Helioseismic finite-frequency sensitivity kernels for flows in spherical geometry including systematic effects

TL;DR

This paper develops efficient methods for computing helioseismic sensitivity kernels in spherical geometry, accounting for systematic observational effects, to improve large-scale flow inferences in the solar interior.

Contribution

It introduces a computationally efficient basis of vector spherical harmonics for sensitivity kernels, including systematic effects like line-of-sight and center-to-limb variations.

Findings

Sensitivity kernels can be computed efficiently using spherical harmonics.

The method accounts for observational systematic effects.
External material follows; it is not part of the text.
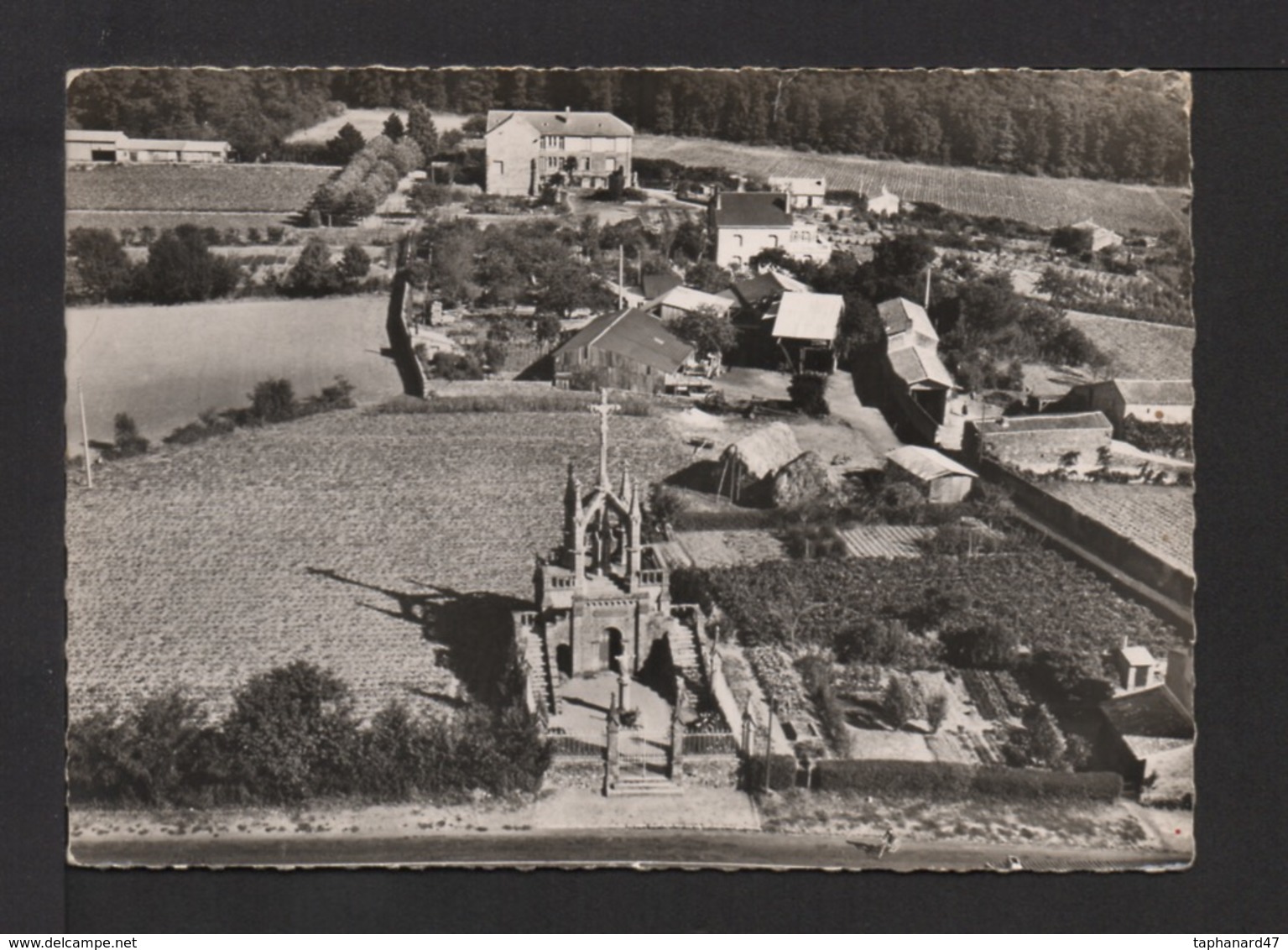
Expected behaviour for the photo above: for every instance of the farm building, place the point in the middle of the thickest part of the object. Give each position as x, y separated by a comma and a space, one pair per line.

It is well-suited for large-scale solar flow inversions.

Abstract

Helioseismic inferences of large-scale flows in the solar interior necessitate accounting for the curvature of the Sun, both in interpreting systematic trends introduced in measurements as well as the sensitivity kernel that relates photospheric measurements to subsurface flow velocities. Additionally the inverse problem that relates measurements to model parameters needs to be well-posed to obtain accurate inferences, which necessitates a sparse set of parameters. Further, the sensitivity functions need to be computationally easy to evaluate. In this work we address these issues by demonstrating that the sensitivity kernels for flow velocities may be computed efficiently in a basis of vector spherical harmonics. We are also able to account for line-of-sight projections in Doppler measurements, as well as center-to-limb differences in line-formation heights. We show that given the assumed spherical symmetry of the background model, it is often cheap to simultaneously compute the kernels for pairs of observation points that are related by a rotation. Such an approach is therefore particularly well-suited to inverse problems for large-scale flows in the Sun, such as meridional circulation.